Celtics win!

I know I know, I'm a bit late on the eventual Celtics post. Boston sports fans have been truly spoiled by the recent (super) success of the Red Sox and Patriots. And now the Celtics!

Curt Schilling (Red Sox! Sadly, he might be retiring...) stirred up quite a controversy after Game 2 by "talking about" Kobe's tendency to yell at his teammates after mistakes and his teammates non-responsiveness towards their best teammate. Which got me thinking: what makes the best leader? Though Schilling caveats his own observation by saying that he doesn't play the sport and maybe basketball is like that, he clearly has taken a shot at Kobe. Allow me to take another.

What happens when a teammate makes a mistake on his or her task?
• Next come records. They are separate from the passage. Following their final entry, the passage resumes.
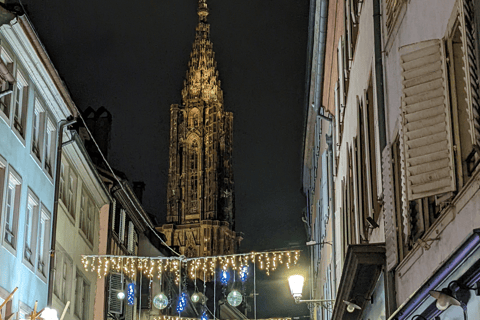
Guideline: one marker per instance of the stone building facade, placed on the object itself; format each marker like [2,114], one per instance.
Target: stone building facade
[200,196]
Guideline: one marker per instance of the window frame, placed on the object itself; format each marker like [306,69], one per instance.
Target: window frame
[43,253]
[38,131]
[14,182]
[32,204]
[20,104]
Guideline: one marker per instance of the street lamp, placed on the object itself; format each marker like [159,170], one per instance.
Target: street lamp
[49,314]
[296,285]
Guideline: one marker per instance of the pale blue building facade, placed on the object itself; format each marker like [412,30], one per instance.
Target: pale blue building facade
[34,101]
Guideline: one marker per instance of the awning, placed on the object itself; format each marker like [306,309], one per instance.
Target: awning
[363,265]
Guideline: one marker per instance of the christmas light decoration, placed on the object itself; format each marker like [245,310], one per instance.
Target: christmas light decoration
[131,294]
[195,297]
[154,266]
[234,298]
[160,301]
[224,277]
[243,273]
[182,302]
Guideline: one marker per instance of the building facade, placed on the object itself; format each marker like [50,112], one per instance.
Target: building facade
[33,102]
[200,195]
[83,202]
[391,147]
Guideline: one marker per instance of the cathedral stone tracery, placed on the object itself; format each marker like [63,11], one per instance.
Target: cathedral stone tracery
[200,195]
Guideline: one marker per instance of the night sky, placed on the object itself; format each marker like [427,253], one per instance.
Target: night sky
[131,57]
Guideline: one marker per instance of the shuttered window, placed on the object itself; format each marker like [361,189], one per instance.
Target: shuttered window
[115,305]
[427,127]
[391,241]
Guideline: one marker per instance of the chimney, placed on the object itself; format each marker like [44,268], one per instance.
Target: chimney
[138,188]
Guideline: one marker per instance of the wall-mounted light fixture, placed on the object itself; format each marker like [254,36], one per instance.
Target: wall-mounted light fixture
[296,287]
[352,304]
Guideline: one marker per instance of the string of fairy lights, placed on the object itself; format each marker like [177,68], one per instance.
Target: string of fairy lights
[185,318]
[153,267]
[180,268]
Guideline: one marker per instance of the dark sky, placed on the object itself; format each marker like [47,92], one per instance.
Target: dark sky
[131,57]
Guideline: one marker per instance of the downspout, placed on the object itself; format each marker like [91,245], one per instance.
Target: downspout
[321,54]
[331,205]
[58,160]
[377,31]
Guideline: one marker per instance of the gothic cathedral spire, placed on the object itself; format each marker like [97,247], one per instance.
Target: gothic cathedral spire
[200,194]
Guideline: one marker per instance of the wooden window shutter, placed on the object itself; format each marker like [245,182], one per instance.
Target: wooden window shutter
[391,239]
[468,32]
[427,127]
[115,305]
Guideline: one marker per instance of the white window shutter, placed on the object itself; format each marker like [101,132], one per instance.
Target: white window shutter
[468,32]
[131,235]
[115,305]
[427,127]
[391,240]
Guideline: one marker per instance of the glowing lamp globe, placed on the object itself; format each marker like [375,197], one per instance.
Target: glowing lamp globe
[195,297]
[444,299]
[49,314]
[160,301]
[296,285]
[234,298]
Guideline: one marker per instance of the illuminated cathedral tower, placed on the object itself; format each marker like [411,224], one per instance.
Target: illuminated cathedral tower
[200,196]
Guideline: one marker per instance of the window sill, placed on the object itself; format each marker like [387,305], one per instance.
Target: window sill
[40,275]
[88,242]
[67,213]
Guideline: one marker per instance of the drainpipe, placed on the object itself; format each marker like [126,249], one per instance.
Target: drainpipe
[58,160]
[377,31]
[321,53]
[331,189]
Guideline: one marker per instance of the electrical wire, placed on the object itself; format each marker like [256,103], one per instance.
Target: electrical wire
[121,184]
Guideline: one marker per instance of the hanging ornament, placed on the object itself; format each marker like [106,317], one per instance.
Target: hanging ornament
[182,302]
[160,301]
[195,297]
[243,273]
[224,277]
[234,298]
[131,294]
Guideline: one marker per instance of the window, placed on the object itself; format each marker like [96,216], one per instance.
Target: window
[43,241]
[63,275]
[87,211]
[3,166]
[71,192]
[6,66]
[61,184]
[82,295]
[31,218]
[439,128]
[38,128]
[121,229]
[50,144]
[20,104]
[131,237]
[12,204]
[115,305]
[392,10]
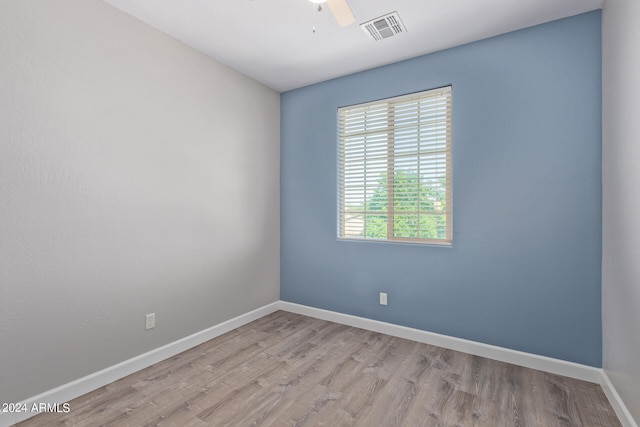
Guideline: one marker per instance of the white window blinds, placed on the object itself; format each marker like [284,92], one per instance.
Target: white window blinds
[395,169]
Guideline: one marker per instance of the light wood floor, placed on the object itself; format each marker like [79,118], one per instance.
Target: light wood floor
[291,370]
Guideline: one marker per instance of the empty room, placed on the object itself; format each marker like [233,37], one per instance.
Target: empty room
[319,212]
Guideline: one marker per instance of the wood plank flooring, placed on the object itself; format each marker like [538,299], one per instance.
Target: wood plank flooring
[291,370]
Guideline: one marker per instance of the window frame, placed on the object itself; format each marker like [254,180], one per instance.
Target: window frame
[391,104]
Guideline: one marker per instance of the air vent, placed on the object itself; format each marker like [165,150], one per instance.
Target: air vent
[384,27]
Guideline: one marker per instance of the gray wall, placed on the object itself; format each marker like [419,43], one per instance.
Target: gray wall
[136,176]
[621,199]
[524,270]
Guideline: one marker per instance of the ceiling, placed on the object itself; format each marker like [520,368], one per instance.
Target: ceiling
[272,40]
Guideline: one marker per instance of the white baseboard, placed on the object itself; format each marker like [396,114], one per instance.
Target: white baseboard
[113,373]
[106,376]
[614,398]
[542,363]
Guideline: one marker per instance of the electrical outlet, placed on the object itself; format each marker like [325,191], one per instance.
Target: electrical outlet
[383,298]
[150,321]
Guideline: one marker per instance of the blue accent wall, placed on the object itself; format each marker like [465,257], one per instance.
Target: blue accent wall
[524,269]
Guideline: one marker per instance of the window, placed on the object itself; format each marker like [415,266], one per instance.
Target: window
[395,169]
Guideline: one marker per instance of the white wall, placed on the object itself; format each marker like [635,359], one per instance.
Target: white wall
[136,176]
[621,199]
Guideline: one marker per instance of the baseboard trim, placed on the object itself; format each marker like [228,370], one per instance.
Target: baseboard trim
[528,360]
[614,398]
[113,373]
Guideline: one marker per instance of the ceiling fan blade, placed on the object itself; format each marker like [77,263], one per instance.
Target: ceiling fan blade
[342,12]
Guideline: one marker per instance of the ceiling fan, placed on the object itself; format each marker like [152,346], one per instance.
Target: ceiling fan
[340,9]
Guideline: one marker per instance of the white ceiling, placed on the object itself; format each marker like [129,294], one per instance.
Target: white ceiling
[272,40]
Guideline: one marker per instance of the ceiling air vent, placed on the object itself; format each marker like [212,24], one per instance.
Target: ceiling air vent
[384,27]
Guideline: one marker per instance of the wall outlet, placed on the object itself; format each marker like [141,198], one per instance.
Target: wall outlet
[383,298]
[150,321]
Option 1: Critique, tighten control, do it yourself, minimize mistake, move on
Option 2: Critique, seek common solution, give another opportunity, tighten observation

Kobe seems to choose option 1. In fact, many people choose option 1. Why? Minimize mistakes cus asses are on the line. What's the downside? The teammate has all of it. Well, he or she did make the mistake in the first place, so maybe he (screw the he or she) deserves it. Nonetheless, that's bad for the teammate and bad for the team in the future. Can he still be trusted? Will he ever do stuff that is even slightly important? Will the team be able to leverage this resource?

I say no when you choose option 1. Disagree? Ask Sasha and Lamar.

1 comment:

Laughing Man said...

I think a lot of people (maybe even Kobe?) were asking the same question:


I just don't see Kobe's method of teammate management being able to command respect, as he only just started to get comfortable in this role. The change seemed too erratic. Maybe next year.